All this may sound a bit dry-

It is.

-it is a bit dry, yes. But it’s also the thing that made it much easier to travel around Europe. It made the European aviation industry much more competitive, which is where the whole cheap flights thing came from.

In a speech last December, Andrew Haines, the boss of Britain’s Civil Aviation Authority said that, since 2000, the number of destinations served from UK airports has doubled; since 1993, fares have dropped by a third. Which is brilliant.

Brexit, though, means we’re probably going to have to pull out of these arrangements.

Stop talking Britain down.

Don’t tell me, tell Brexit secretary David Davis. To monitor and enforce all these international agreements, you need an international court system. That’s the European Court of Justice, which ministers have repeatedly made clear that we’re leaving.

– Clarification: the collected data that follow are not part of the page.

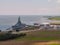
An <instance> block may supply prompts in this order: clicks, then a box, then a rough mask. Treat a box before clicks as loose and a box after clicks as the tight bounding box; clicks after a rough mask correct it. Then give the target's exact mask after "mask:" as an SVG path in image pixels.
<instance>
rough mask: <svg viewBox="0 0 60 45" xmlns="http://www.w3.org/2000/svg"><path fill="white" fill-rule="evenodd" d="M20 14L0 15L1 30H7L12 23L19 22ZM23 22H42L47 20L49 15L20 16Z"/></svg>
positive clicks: (30, 24) (32, 22)
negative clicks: (45, 16) (19, 15)
mask: <svg viewBox="0 0 60 45" xmlns="http://www.w3.org/2000/svg"><path fill="white" fill-rule="evenodd" d="M18 17H19V15H14V16H13V15H5V16H4V15H0V30H6V29H7V28H9V27H11V26H12V25H14V24H16V23H17V20H18ZM20 17H21V22H22V23H25V24H28V25H32V24H33V23H42V22H45V21H47V17H46V18H45V17H43V16H37V15H36V16H33V15H32V16H22V15H21V16H20Z"/></svg>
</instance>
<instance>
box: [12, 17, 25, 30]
mask: <svg viewBox="0 0 60 45" xmlns="http://www.w3.org/2000/svg"><path fill="white" fill-rule="evenodd" d="M25 26H26V24H22V23H21V20H20V17H19V18H18V22H17V23H16V24H15V25H14V26H12V29H13V30H20V29H23V28H25Z"/></svg>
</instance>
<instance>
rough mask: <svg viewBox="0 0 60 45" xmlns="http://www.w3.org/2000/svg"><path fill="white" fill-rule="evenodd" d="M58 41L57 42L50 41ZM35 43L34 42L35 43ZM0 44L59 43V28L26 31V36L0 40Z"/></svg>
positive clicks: (52, 44) (30, 43)
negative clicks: (1, 41)
mask: <svg viewBox="0 0 60 45" xmlns="http://www.w3.org/2000/svg"><path fill="white" fill-rule="evenodd" d="M51 41H53V42H54V41H58V42H59V43H57V44H56V43H50V44H47V43H49V42H51ZM35 43H36V44H35ZM0 44H1V45H7V44H9V45H12V44H13V45H60V30H57V31H56V30H49V31H48V30H40V31H35V32H27V33H26V36H24V37H18V38H16V39H14V40H10V41H3V42H0Z"/></svg>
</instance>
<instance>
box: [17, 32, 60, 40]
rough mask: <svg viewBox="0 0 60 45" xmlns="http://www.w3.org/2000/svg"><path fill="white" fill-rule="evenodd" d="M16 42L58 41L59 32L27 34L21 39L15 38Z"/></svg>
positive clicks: (45, 32) (33, 32)
mask: <svg viewBox="0 0 60 45" xmlns="http://www.w3.org/2000/svg"><path fill="white" fill-rule="evenodd" d="M16 40H30V41H31V40H34V41H35V40H36V41H40V40H41V41H51V40H60V31H42V32H41V31H37V32H31V33H27V36H25V37H23V38H17V39H16Z"/></svg>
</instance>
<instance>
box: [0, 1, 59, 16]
mask: <svg viewBox="0 0 60 45" xmlns="http://www.w3.org/2000/svg"><path fill="white" fill-rule="evenodd" d="M0 15H60V0H0Z"/></svg>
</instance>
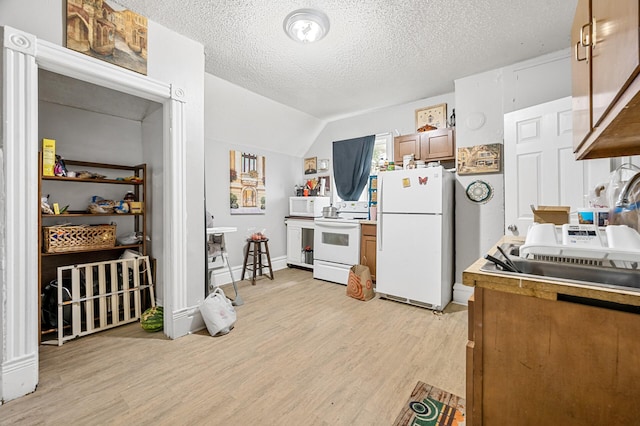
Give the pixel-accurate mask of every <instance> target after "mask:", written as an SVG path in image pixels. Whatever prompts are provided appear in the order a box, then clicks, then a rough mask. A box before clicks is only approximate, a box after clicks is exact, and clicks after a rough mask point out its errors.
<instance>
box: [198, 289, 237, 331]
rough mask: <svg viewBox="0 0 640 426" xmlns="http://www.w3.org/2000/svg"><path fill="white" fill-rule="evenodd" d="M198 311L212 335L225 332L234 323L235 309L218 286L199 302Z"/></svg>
mask: <svg viewBox="0 0 640 426" xmlns="http://www.w3.org/2000/svg"><path fill="white" fill-rule="evenodd" d="M200 313H201V314H202V319H203V320H204V323H205V325H206V326H207V330H208V331H209V334H211V335H212V336H218V335H223V334H227V333H228V332H230V331H231V329H232V328H233V326H234V325H235V323H236V310H235V309H234V307H233V305H232V304H231V300H229V299H228V298H227V296H225V294H224V291H222V289H221V288H220V287H218V288H216V289H215V290H214V291H213V292H212V293H210V294H209V295H208V296H207V298H206V299H204V301H203V302H202V303H201V304H200Z"/></svg>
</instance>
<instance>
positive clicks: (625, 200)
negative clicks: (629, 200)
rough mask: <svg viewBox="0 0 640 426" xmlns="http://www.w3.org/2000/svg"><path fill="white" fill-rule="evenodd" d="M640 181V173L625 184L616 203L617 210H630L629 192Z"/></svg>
mask: <svg viewBox="0 0 640 426" xmlns="http://www.w3.org/2000/svg"><path fill="white" fill-rule="evenodd" d="M638 180H640V172H638V173H636V174H635V175H633V177H632V178H631V179H629V180H628V181H627V183H625V184H624V186H623V187H622V189H621V190H620V194H619V195H618V200H617V201H616V208H623V209H624V208H628V207H629V192H630V191H631V188H633V186H634V185H635V184H636V183H637V182H638Z"/></svg>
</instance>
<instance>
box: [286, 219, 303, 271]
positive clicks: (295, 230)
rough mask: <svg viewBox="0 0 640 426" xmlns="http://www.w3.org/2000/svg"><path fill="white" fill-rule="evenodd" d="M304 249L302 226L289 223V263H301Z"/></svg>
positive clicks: (287, 225)
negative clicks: (303, 245) (289, 223)
mask: <svg viewBox="0 0 640 426" xmlns="http://www.w3.org/2000/svg"><path fill="white" fill-rule="evenodd" d="M301 250H302V228H301V227H299V226H296V225H287V263H300V262H301Z"/></svg>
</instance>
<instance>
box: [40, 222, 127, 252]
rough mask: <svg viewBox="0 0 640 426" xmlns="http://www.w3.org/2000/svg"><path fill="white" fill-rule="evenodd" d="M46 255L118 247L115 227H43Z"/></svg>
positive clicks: (42, 232) (44, 249) (49, 226)
mask: <svg viewBox="0 0 640 426" xmlns="http://www.w3.org/2000/svg"><path fill="white" fill-rule="evenodd" d="M42 233H43V241H44V247H43V249H44V252H45V253H64V252H68V251H83V250H94V249H101V248H109V247H113V246H115V245H116V226H115V225H77V226H43V227H42Z"/></svg>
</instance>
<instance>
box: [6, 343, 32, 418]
mask: <svg viewBox="0 0 640 426" xmlns="http://www.w3.org/2000/svg"><path fill="white" fill-rule="evenodd" d="M0 377H1V378H2V380H0V392H1V394H0V405H2V404H4V403H6V402H9V401H11V400H13V399H16V398H20V397H21V396H25V395H27V394H30V393H31V392H34V391H35V390H36V386H38V353H37V352H35V353H33V354H29V355H27V356H24V357H22V358H18V359H14V360H11V361H6V362H4V363H2V376H0Z"/></svg>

So: last March, when Davis was asked by a select committee whether the open skies system would persist, he replied: “One would presume that would not apply to us” – although he promised he’d fight for a successor, which is very reassuring. 

We can always holiday elsewhere. 

Perhaps you can – O’Leary also claimed (I’m still not making this up) that a senior Brexit minister had told him that lost European airline traffic could be made up for through a bilateral agreement with Pakistan. Which seems a bit optimistic to me, but what do I know.

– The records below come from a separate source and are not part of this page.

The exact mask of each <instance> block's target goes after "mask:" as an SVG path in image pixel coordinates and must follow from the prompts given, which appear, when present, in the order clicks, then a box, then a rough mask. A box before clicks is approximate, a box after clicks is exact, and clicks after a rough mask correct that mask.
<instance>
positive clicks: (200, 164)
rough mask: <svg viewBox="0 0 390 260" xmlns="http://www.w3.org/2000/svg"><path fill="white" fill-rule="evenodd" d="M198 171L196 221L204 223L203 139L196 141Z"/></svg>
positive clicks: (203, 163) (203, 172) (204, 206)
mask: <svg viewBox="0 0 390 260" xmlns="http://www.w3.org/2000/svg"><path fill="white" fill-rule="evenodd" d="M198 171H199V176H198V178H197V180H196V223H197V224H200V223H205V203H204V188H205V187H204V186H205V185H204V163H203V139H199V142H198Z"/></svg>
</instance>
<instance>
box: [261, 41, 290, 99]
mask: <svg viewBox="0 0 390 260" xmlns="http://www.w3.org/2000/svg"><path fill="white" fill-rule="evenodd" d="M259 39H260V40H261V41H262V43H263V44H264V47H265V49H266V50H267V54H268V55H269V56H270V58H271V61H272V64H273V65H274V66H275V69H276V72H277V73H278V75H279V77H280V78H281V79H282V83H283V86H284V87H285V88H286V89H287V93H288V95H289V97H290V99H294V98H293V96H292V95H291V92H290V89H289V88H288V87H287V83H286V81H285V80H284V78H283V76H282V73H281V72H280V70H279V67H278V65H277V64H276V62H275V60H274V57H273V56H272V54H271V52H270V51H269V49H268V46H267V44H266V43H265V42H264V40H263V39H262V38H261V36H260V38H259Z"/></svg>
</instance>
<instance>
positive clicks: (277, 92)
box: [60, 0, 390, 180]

Intercontinental flights are still likely to be more difficult, though. Since 2007, flights between Europe and the US have operated under a separate open skies agreement, and leaving the EU means we’re we’re about to fall out of that, too.  

Surely we’ll just revert to whatever rules there were before.

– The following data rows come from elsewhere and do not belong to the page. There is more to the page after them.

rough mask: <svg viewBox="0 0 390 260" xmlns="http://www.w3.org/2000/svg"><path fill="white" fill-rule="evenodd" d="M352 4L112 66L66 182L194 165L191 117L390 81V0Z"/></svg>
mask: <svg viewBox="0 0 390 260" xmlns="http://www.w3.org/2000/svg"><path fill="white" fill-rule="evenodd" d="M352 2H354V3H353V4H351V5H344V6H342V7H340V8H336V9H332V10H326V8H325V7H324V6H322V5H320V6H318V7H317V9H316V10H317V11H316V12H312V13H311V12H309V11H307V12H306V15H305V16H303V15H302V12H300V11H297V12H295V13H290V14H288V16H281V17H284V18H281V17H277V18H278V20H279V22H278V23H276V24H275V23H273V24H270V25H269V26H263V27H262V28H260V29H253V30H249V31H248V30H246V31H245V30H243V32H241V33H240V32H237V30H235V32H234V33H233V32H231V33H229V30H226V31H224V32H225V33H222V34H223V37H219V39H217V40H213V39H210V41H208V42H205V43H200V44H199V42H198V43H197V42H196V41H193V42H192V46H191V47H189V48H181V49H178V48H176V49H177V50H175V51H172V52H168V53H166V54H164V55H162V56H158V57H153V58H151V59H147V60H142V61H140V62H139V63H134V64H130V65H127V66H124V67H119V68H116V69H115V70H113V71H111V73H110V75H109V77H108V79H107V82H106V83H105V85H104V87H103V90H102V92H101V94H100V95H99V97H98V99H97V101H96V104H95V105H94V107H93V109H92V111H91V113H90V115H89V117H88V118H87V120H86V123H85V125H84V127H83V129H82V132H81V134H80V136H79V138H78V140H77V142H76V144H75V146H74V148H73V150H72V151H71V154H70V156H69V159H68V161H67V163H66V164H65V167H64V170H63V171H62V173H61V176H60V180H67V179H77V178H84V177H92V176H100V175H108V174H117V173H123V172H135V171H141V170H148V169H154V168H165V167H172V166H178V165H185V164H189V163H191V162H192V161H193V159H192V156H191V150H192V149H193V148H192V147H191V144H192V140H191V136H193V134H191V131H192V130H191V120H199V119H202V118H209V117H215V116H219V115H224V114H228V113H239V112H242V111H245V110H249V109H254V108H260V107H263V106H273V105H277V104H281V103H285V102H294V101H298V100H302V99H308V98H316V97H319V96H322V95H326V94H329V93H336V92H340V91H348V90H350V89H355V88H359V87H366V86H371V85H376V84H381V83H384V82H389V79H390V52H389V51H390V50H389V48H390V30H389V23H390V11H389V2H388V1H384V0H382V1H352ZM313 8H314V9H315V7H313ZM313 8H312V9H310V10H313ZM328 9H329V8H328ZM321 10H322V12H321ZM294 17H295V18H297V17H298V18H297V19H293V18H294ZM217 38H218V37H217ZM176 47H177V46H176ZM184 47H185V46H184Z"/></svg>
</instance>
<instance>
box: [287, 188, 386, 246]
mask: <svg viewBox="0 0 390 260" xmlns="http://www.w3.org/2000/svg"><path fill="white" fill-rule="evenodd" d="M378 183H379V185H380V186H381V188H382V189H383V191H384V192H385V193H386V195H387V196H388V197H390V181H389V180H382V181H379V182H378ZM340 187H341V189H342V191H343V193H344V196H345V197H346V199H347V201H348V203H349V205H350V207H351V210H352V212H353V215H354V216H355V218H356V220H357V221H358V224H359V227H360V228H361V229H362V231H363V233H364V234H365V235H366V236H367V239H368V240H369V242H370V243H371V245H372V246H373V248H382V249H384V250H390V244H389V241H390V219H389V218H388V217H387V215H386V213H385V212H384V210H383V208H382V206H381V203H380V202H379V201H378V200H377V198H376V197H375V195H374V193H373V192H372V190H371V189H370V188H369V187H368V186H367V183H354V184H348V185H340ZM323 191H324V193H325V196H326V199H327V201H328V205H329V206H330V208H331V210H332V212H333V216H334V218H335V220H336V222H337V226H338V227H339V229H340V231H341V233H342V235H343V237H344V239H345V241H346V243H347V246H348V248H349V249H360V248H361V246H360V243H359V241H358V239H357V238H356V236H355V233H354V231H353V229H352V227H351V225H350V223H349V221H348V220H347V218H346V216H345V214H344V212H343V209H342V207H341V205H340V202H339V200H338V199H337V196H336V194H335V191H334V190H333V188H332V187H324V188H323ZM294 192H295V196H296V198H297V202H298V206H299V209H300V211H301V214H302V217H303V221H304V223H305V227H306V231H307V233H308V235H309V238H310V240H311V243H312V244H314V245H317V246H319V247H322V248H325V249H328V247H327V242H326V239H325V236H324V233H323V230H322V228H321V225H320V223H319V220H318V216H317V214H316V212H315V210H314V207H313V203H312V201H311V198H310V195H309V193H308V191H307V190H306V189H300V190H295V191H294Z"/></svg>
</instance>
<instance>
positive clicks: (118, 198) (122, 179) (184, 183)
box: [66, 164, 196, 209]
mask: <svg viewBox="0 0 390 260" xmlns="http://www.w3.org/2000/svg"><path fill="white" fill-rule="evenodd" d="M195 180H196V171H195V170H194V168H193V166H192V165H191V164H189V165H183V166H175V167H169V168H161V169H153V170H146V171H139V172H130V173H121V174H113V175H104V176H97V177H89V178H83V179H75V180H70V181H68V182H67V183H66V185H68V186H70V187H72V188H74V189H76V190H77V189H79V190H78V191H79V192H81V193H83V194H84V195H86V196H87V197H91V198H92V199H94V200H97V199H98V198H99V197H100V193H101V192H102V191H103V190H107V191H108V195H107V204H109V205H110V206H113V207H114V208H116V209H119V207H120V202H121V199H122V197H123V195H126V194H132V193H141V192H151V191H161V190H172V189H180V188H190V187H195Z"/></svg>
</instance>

Apparently not. Airlines for America – a trade body for... well, you can probably guess that, too – has pointed out that, if we do, there are no historic rules to fall back on: there’s no aviation equivalent of the WTO.

The claim that flights are going to just stop is definitely a worst case scenario: in practice, we can probably negotiate a bunch of new agreements. But we’re already negotiating a lot of other things, and we’re on a deadline, so we’re tight for time.

In fact, we’re really tight for time. Airlines for America has also argued that – because so many tickets are sold a year or more in advance – airlines really need a new deal in place by March 2018, if they’re to have faith they can keep flying. So it’s asking for aviation to be prioritised in negotiations.

The only problem is, we can’t negotiate anything else until the EU decides we’ve made enough progress on the divorce bill and the rights of EU nationals. And the clock’s ticking.

This is just remoaning. Brexit will set us free.

A little bit, maybe. CAA’s Haines has also said he believes “talk of significant retrenchment is very much over-stated, and Brexit offers potential opportunities in other areas”. Falling out of Europe means falling out of European ownership rules, so itcould bring foreign capital into the UK aviation industry (assuming anyone still wants to invest, of course). It would also mean more flexibility on “slot rules”, by which airports have to hand out landing times, and which are I gather a source of some contention at the moment.

But Haines also pointed out that the UK has been one of the most influential contributors to European aviation regulations: leaving the European system will mean we lose that influence. And let’s not forget that it was European law that gave passengers the right to redress when things go wrong: if you’ve ever had a refund after long delays, you’ve got the EU to thank.

So: the planes may not stop flying. But the UK will have less influence over the future of aviation; passengers might have fewer consumer rights; and while it’s not clear that Brexit will mean vastly fewer flights, it’s hard to see how it will mean more, so between that and the slide in sterling, prices are likely to rise, too.

It’s not that Brexit is inevitably going to mean disaster. It’s just that it’ll take a lot of effort for very little obvious reward. Which is becoming something of a theme.

Still, we’ll be free of those bureaucrats at the ECJ, won’t be?

This’ll be a great comfort when we’re all holidaying in Grimsby.